Le 13 aout dernier fut marqué par l’annonce de la normalisation des liens entre Israël et les Emirats arabes unis, suivie quelques semaines plus tard d’une annonce similaire concernant le royaume de Bahreïn, préfigurant une redéfinition des alliances au Moyen-Orient. Tour d’horizon des enjeux relatifs à ces rapprochements.

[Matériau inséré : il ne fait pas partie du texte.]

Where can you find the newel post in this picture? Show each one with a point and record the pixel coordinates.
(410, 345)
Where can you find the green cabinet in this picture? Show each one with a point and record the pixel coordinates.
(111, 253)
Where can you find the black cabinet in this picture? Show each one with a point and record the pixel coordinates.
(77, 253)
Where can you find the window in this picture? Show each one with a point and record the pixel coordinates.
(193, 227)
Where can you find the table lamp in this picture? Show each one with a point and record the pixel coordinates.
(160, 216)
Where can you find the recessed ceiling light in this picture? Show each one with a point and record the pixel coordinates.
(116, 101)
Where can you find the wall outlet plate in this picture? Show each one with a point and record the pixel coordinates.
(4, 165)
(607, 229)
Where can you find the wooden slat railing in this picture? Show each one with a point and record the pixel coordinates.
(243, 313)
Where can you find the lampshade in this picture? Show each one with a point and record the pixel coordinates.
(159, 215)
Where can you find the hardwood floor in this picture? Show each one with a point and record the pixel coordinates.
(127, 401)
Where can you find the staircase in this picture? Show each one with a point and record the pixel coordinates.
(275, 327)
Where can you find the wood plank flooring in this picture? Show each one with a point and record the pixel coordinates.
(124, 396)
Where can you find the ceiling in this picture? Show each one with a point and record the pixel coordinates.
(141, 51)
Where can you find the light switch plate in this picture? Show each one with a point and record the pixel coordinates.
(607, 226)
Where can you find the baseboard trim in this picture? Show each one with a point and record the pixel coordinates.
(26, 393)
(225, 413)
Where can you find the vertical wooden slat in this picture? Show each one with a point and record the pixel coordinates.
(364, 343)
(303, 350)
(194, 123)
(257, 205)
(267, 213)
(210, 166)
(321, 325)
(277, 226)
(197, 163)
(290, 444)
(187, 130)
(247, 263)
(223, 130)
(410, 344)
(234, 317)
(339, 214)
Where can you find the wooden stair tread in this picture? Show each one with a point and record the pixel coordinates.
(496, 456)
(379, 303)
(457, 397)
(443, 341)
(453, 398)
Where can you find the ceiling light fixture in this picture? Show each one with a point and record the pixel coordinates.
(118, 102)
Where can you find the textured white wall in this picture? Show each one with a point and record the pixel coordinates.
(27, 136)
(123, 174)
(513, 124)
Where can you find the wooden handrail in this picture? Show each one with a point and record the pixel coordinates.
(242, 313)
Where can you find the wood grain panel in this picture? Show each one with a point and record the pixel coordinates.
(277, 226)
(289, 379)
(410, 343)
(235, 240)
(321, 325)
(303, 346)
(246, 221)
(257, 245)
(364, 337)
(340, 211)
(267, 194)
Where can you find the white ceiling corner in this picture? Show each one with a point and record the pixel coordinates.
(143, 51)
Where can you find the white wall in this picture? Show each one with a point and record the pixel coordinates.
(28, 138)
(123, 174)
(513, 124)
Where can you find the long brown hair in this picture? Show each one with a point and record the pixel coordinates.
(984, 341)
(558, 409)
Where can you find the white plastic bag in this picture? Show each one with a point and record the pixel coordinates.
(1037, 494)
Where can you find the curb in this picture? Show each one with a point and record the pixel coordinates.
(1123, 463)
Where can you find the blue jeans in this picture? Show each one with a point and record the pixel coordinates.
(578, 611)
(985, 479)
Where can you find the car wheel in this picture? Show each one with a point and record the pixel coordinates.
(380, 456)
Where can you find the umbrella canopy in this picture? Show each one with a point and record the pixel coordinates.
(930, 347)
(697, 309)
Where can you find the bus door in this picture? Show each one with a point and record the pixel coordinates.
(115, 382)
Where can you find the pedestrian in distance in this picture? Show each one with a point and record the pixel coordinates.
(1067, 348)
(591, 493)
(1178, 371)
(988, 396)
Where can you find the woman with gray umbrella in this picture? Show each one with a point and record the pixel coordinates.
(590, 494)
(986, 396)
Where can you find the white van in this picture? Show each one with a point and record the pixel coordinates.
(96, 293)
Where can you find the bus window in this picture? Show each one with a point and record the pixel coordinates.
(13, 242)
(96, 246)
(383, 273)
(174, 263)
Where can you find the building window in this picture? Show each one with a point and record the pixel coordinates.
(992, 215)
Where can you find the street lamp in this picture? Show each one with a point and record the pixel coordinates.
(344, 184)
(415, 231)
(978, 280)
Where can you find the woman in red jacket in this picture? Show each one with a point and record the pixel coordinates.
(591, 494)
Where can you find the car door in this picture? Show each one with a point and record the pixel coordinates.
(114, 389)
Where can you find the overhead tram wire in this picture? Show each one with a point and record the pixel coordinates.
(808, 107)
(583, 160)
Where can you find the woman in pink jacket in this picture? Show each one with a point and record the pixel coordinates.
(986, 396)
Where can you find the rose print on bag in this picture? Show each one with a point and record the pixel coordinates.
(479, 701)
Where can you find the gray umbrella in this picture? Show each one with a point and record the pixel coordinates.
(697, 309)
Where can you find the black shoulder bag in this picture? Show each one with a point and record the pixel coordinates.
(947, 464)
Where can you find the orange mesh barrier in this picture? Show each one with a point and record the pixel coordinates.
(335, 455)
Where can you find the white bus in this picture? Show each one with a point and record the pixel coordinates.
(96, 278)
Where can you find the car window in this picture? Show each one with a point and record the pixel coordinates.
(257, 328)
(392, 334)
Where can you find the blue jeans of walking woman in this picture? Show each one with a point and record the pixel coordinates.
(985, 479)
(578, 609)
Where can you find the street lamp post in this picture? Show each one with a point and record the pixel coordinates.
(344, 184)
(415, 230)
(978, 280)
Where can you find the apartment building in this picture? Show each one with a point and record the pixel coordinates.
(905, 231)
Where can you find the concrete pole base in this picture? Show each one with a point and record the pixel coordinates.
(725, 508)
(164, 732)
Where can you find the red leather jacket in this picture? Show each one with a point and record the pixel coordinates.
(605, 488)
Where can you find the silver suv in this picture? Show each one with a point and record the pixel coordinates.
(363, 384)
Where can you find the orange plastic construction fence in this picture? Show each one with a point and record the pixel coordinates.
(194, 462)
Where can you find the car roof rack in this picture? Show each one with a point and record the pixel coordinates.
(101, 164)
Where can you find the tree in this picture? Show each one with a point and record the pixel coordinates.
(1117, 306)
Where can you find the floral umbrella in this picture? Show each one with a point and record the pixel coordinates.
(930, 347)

La perte de centralité de la question palestinienne dans le monde arabe

Le premier constat suite à ces normalisations est le désormais apparent désintérêt des leaders politiques arabes pour la cause palestinienne. En normalisant les relations avec l’Etat hébreu alors que la perspective d’un Etat palestinien viable et indépendant s’éloigne, les leaders d’Abu Dhabi et Manama entérinent de fait la relégation de la situation en Palestine au second plan de l’agenda régional. La question palestinienne n’est en effet plus depuis plusieurs années au cœur de l’actualité politique arabe. Depuis les Printemps arabes débutés fin 2010, le monde arabe s’est vu divisé à l’aune des révolutions populaires, se focalisant notamment sur les crises en Egypte, Syrie, Libye etc… De fait, la colonisation des territoires, le statut de Jérusalem et la situation des Palestiniens à Gaza ne disposent plus de la même centralité pour les dirigeants arabes comme ce fut le cas au début des années 2000 lors de la seconde Intifada. Les autocrates arabes étant davantage disposés à protéger leurs régimes et à contrer les influences iraniennes jugées menaçantes. Le soutien apporté par l’Iran aux groupes palestiniens, ainsi que les liens entre le Hamas et les Frères musulmans, peuvent compter parmi les déterminants de ces ruptures.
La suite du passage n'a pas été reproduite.